A nurse is collecting data from a client who was taking oxycodone four times a day for chronic pain and reports discontinuing the medication 10 days ago. Which of the following findings should the nurse expect?
- A. Hypotension
- B. Constricted pupils
- C. Insomnia
- D. Constipation
Correct Answer: C
Rationale: The correct answer is C: Insomnia. When a client discontinues oxycodone, a narcotic analgesic, they may experience withdrawal symptoms such as insomnia due to the abrupt cessation of the medication affecting the central nervous system. Hypotension (A) is not typically a withdrawal symptom of oxycodone. Constricted pupils (B) are a sign of opioid intoxication, not withdrawal. Constipation (D) is a common side effect of opioid use but is not a typical withdrawal symptom in this scenario.
A nurse is preparing to administer regular insulin 4 units and NPH insulin 10 units subcutaneously to a client who has type 1 diabetes mellitus. Which of the following actions should the nurse take first?
- A. Inject 10 units of air into the NPH insulin vial.
- B. Draw up 10 units from the NPH insulin vial.
- C. Inject 4 units of air into the regular insulin vial.
- D. Draw up 4 units from the regular insulin vial.
Correct Answer: C
Rationale: The correct answer is C: Inject 4 units of air into the regular insulin vial. This action is done to prevent negative pressure in the vial, making it easier to withdraw the correct dose of insulin. By injecting air first, the nurse ensures that the exact amount of insulin can be withdrawn accurately without causing any damage to the vial or affecting the dose.
Choice A is incorrect as injecting air into the NPH insulin vial is not necessary before drawing up the insulin. Choice B is incorrect as drawing up the NPH insulin before preparing the regular insulin would be out of sequence. Choice D is incorrect as drawing up the regular insulin before injecting air into the vial could lead to difficulty in withdrawing the correct dose.
A nurse is reinforcing teaching with a client who has a new prescription for naproxen. Which of the following is a potential adverse effect that the nurse should instruct the client to report to the provider?
- A. Increased energy levels
- B. Black, tarry stools
- C. Improved appetite
- D. Mild headache
Correct Answer: B
Rationale: The correct answer is B: Black, tarry stools. This is a potential adverse effect of naproxen, indicating gastrointestinal bleeding. It is crucial to report this to the provider immediately to prevent serious complications. Increased energy levels (A), improved appetite (C), and mild headache (D) are common side effects of naproxen and do not require immediate medical attention. The priority is to address potential serious adverse effects like gastrointestinal bleeding.

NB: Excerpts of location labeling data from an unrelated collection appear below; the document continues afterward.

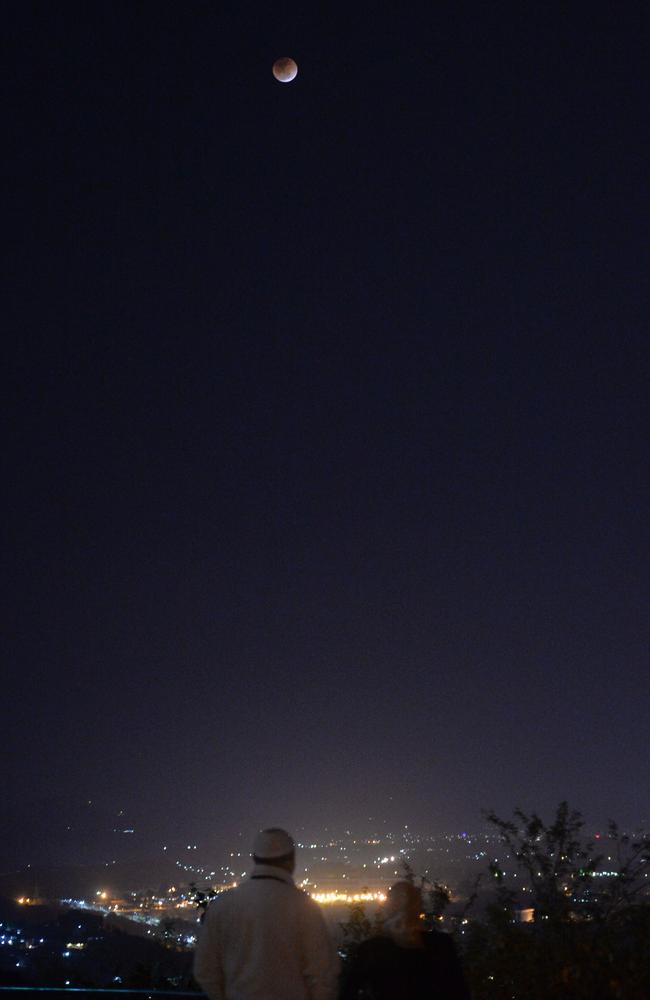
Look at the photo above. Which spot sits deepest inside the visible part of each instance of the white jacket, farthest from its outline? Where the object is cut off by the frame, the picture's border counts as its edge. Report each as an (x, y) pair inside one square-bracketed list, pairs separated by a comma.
[(265, 940)]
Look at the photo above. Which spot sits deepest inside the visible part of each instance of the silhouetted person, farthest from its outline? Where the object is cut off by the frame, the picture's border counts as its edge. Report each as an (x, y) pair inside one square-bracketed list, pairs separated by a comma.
[(405, 962), (266, 939)]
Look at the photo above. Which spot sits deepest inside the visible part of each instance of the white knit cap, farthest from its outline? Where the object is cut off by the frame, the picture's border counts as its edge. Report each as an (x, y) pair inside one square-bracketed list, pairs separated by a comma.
[(273, 844)]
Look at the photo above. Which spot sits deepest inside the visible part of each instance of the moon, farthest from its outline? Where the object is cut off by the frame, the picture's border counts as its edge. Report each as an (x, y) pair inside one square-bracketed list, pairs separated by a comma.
[(285, 69)]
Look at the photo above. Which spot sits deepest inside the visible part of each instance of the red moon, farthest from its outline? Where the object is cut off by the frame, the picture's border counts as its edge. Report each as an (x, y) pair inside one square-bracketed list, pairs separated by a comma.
[(285, 70)]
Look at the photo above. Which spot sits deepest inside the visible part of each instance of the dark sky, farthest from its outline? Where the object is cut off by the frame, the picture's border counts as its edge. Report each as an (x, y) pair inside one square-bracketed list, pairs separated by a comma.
[(326, 411)]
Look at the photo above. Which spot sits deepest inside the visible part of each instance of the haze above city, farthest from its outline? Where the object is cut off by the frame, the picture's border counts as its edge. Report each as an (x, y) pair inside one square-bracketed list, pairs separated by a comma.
[(325, 421)]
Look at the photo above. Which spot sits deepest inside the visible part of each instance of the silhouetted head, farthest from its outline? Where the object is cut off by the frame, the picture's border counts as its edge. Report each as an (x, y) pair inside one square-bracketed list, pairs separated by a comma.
[(274, 847)]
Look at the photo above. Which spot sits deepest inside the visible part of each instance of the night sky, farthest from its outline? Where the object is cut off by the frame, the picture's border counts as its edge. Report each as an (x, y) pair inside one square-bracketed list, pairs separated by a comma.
[(326, 412)]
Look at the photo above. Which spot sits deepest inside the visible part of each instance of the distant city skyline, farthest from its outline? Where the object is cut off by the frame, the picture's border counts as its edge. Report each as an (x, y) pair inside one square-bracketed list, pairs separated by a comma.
[(325, 418)]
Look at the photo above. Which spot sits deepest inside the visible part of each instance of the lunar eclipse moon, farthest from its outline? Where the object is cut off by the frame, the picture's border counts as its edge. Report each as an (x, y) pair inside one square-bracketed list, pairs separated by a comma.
[(285, 69)]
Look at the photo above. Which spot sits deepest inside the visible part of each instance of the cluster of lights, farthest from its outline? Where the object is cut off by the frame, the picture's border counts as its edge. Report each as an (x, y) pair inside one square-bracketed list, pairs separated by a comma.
[(344, 897)]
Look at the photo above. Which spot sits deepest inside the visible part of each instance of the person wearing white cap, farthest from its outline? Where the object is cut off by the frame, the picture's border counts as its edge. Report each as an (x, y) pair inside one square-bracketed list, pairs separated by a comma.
[(266, 939)]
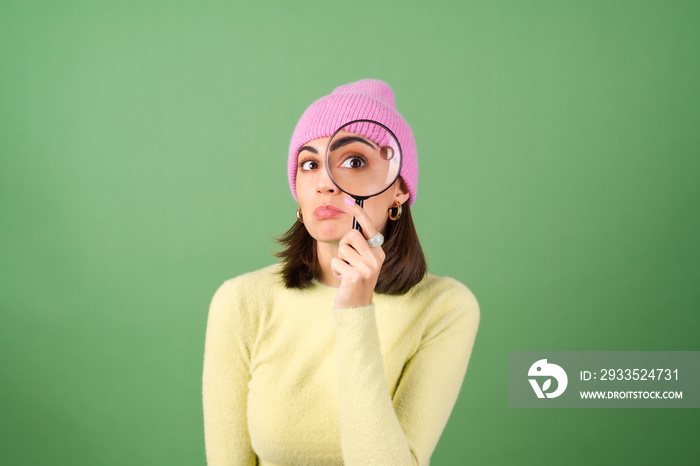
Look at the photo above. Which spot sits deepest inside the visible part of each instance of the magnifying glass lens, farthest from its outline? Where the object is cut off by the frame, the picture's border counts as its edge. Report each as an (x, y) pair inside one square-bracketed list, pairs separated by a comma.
[(363, 158)]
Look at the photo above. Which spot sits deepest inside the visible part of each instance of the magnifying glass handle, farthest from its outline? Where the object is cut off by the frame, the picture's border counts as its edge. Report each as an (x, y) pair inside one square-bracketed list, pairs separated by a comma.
[(355, 225)]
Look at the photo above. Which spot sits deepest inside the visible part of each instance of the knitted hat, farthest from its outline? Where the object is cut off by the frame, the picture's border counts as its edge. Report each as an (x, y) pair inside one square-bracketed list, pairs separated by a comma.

A nurse is reinforcing teaching with a client who has a prescription for alendronate. Which of the following statements by the client indicates an understanding of the teaching?
- A. I will drink orange juice when I take this medication.
- B. I will remain seated for 30 minutes after I take my medication.
- C. I will take this medication right before I go to bed.
- D. I can take this medication just once a month.
Correct Answer: C
Rationale: The correct answer is C: "I will take this medication right before I go to bed." Alendronate should be taken on an empty stomach, in the morning, at least 30 minutes before the first food, drink, or medication of the day. Taking it before bed ensures the client has an empty stomach. Choice A is incorrect because orange juice can interfere with alendronate absorption. Choice B is incorrect as sitting upright for 30 minutes after taking the medication is the recommended action. Choice D is incorrect as alendronate is typically taken weekly, not monthly.